同時に、どっと疲労が体全体に押し寄せてくるのがわかる。このままだと立ったままでも寝てしまいそうなのだ。ハルトは船長室に戻ってしばし休息することに決める。
操船室のキャプテンシートを降りて部屋を出て、隣の船長室に向かう。ハルトが船長室に戻ってしばらくすると今度はルミナが立ち上がる。
「私もここで一旦抜けますね」
ルミナは他には誰もいない中、一人そうつぶやくと操船室から出る。そしてハルトのいる船長室のドアの前に立ち、ドアを3回ノックする。
「とんとんとん・・・」
「ルミナか、どうぞ、開いてるよ」
ハルトはそう言ってルミナを船長室内に招き入れる。
タスケテ改めリリア・オパリナを宇宙船ルミナに迎え入れて、ノバはリリアの指導担当になった(と自分で思っている)ので、ノバはまず最初にリリアに船内の案内をしている。

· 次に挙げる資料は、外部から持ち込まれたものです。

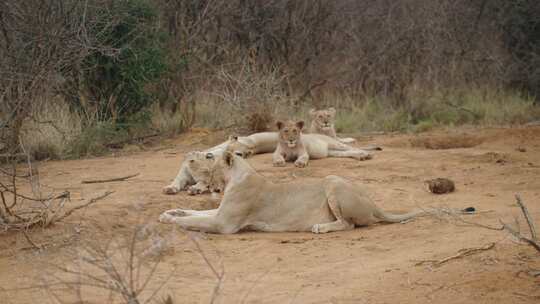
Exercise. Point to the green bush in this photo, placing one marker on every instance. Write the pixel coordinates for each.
(118, 81)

「リリア、ここが船長室だよ。ハルト船長は操船室にいなければここにいるからね。入る時はちゃんとノックをしてから入ること・・」
「こんこんこん、船長、ノバだよ。入っていい?」
船長室ではハルトとルミナが懇談中だ。
「今は、だめだ、ルミナと面談中だ、遠慮してくれ」
ハルトはドアを開けることなく返事をする。
「リリア、こんな風に船長に言われたら入っちゃだめなんだよ」
「もし、急用でどうしてもハルト船長に会いたかったらどうすればいい、ノバ姉さん?」
「そおいうときだけは入ってもいいかなあ」
ノバはそういうと、RAI脳内で船内システムにちょこっとアクセスして、船長室のドアロックを解除する。
「ぷしゅー」
軽い音と共に船長室のドアが開く。そこでは机を挟んで向かい合ったハルトとルミナが何やら話をしているところである。ルミナは服の胸元を引っ張って直しながら、立ち上がる。